Mariana Vieira da Silva, ministre d’État et de la Présidence du Portugal

Le lendemain de l’adoption du Plan d’action sur le socle européen des droits sociaux, la ministre portugaise de la Présidence a également signalé la proposition d’établissement de mesures de transparence salariale : « Instaurer le principe “à travail égal, salaire égal” est vital pour réduire les disparités salariales et les inégalités existant entre les pensions de retraite et protéger les femmes salariées. »


La ministre a conclu qu’il est fondamental que l’Union européenne et les États membres assument l’égalité entre les femmes et les hommes comme « un moteur de la reprise ». Elle a salué la Commission européenne pour avoir introduit et intégré la perspective du genre dans les plans nationaux pour la reprise et la résilience.
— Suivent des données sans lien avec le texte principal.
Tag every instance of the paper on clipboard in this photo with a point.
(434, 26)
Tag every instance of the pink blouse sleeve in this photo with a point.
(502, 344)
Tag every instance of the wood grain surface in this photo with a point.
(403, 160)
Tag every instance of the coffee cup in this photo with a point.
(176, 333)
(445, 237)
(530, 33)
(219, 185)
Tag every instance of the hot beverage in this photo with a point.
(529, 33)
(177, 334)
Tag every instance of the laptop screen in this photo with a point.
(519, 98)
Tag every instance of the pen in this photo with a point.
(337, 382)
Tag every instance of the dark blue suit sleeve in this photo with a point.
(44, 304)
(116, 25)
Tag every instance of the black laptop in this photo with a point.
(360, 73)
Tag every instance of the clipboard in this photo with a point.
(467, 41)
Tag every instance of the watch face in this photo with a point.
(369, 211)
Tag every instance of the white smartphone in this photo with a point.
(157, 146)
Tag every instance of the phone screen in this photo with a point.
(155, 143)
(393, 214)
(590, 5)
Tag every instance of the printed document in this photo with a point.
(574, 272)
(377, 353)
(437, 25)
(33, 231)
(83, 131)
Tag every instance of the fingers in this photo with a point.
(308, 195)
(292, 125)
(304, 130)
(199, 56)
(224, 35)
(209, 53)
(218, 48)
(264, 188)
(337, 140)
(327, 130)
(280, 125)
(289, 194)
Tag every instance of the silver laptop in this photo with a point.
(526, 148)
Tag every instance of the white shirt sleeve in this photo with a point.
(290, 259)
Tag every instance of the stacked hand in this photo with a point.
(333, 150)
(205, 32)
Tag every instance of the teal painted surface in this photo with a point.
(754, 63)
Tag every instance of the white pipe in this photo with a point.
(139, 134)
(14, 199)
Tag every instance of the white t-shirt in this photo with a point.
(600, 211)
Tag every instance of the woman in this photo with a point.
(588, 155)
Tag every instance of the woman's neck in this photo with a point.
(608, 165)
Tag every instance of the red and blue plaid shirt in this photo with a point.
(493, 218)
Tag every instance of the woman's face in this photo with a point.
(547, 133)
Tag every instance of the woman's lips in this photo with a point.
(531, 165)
Lors de son intervention, la commissaire européenne à l’Égalité, Helena Dalli, a fait un bilan de la première année de la stratégie européenne d’égalité entre les hommes et les femmes 2020-2025 et a affirmé qu’il fallait considérer la crise actuelle comme l’occasion de redoubler d’efforts en matière d’égalité des genres et des droits des femmes, afin d’empêcher tout retour en arrière et de concrétiser la stratégie européenne d’égalité entre les hommes et les femmes à l’horizon 2025.